# Using Amazon Web Services (AWS)

## Objectives

- Describe core AWS services & concepts
- Configure your laptop to use AWS
- Use SSH key to access EC2 instances
- Launch & access EC2
- Access S3

## Cloud computing & AWS

the numbers on cloud computing adoption: https://www.rightscale.com/lp/state-of-the-cloud

### What are the benefits of AWS and other cloud services?

- AWS provides on-demand use of computing resources in the cloud
- No need to build data centers
- Easy to create a new business
- Only pay for what you use
- Handle spikes in computational demand
- Secure, reliable, flexible, scalable, cost-effective

AWS skills are much in demand!


### AWS core services:
- Elastic compute cloud (EC2): computers for diverse problems
- Elastic block store (EBS): virtual hard disks to use with EC2
- Simple storage solution (S3): long-term bulk storage
- DynamoDB: NoSQL database
- And much, much more


### S3 vs.
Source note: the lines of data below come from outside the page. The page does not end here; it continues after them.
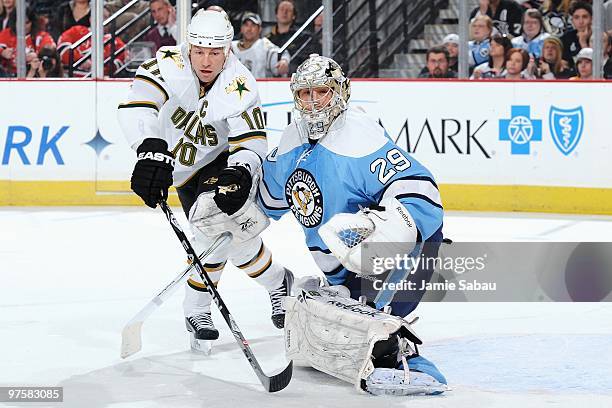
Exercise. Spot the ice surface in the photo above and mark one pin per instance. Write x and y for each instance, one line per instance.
(72, 277)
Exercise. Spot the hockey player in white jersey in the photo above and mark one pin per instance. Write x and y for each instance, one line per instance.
(258, 54)
(193, 115)
(351, 188)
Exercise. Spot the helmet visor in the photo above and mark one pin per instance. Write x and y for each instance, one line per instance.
(313, 99)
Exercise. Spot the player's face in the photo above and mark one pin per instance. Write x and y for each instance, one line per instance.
(437, 64)
(313, 99)
(160, 12)
(207, 63)
(250, 31)
(284, 13)
(531, 26)
(581, 19)
(480, 31)
(549, 52)
(585, 68)
(453, 49)
(514, 65)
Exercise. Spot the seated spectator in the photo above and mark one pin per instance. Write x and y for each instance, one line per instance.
(584, 65)
(128, 15)
(551, 65)
(73, 35)
(45, 65)
(451, 42)
(70, 14)
(8, 6)
(496, 66)
(555, 14)
(517, 60)
(437, 64)
(533, 35)
(506, 15)
(285, 27)
(608, 55)
(35, 40)
(165, 32)
(580, 36)
(259, 55)
(481, 30)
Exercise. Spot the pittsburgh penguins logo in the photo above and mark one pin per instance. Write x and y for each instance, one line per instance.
(305, 199)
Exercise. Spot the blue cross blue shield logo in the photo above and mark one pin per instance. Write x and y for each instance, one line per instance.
(566, 127)
(520, 129)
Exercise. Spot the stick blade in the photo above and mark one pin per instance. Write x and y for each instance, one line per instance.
(281, 380)
(131, 339)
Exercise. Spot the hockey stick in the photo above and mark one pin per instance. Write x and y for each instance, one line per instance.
(299, 30)
(131, 336)
(271, 383)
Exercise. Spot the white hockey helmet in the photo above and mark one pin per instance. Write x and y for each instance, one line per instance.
(318, 71)
(211, 29)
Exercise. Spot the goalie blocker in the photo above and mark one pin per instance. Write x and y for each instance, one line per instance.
(358, 344)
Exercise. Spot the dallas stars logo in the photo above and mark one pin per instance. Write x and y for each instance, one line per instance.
(238, 85)
(174, 56)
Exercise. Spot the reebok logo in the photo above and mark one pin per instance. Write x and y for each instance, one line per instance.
(404, 216)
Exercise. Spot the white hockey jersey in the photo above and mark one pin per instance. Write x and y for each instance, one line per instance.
(167, 101)
(261, 58)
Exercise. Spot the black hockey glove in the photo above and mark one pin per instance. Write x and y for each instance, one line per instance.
(152, 175)
(232, 188)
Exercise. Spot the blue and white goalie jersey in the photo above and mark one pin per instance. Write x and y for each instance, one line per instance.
(355, 164)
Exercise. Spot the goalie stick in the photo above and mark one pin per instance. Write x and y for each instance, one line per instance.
(131, 336)
(271, 383)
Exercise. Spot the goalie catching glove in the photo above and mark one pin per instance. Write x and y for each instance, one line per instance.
(152, 175)
(383, 232)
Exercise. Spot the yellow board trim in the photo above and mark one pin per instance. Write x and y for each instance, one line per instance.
(463, 197)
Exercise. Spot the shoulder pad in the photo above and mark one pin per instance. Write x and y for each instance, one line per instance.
(239, 86)
(355, 134)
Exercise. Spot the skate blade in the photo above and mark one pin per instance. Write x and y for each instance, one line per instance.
(201, 346)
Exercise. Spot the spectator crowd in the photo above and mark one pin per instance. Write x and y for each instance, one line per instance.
(542, 39)
(529, 39)
(55, 46)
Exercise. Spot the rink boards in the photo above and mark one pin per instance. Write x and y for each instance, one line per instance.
(492, 146)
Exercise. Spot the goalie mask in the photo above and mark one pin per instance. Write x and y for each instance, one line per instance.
(320, 93)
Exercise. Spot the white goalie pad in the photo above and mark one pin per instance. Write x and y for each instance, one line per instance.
(392, 231)
(248, 222)
(336, 335)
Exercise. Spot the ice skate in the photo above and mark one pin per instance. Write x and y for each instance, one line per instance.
(276, 299)
(203, 332)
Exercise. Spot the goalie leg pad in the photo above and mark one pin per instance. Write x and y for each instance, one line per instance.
(345, 339)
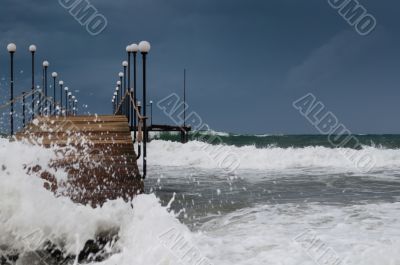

EBS

What is the difference between S3 and EBS? Why would I use one versus the other?

- [S3 pricing](https://aws.amazon.com/s3/pricing/): `1¢` to `2.2¢` per GB per month
- [EBS SSD pricing](https://aws.amazon.com/ebs/pricing/): `10¢` per GB per month

Feature | S3 | EBS
---|---|---
Can be accessed from | Anywhere on the web;<br/>any EC2 instance | Specific availability zone;<br/>EC2 instance attached to it
Latency | Higher | Lower
Throughput | Usually more | Usually less
Performance | Slightly worse |Slightly better
Max volume size | Unlimited | 16 TB
Max file size | 5 TB | 16 TB

#### Pop Quiz

<details>
<summary>Q: I want to store some video files on the web. Which Amazon service should I use?</summary>
A: S3
</details>

<details>
<summary>Q: I just created an iPhone app which needs to store user profiles on the web somewhere. Which Amazon service should I use?</summary>
A: S3
</details>

<details>
<summary>Q: I want to create a web application that uses Javascript in the backend along with a MongoDB database. Which Amazon service should I use?</summary>
A: S3 + EC2 + EBS
</details>

## Setting up AWS access

- sign in to your AWS console: https://console.aws.amazon.com

- click on your name in the upper right, then click `My Security Credentials`

- click `Get started with IAM users`, which should take you [here](https://console.aws.amazon.com/iam/)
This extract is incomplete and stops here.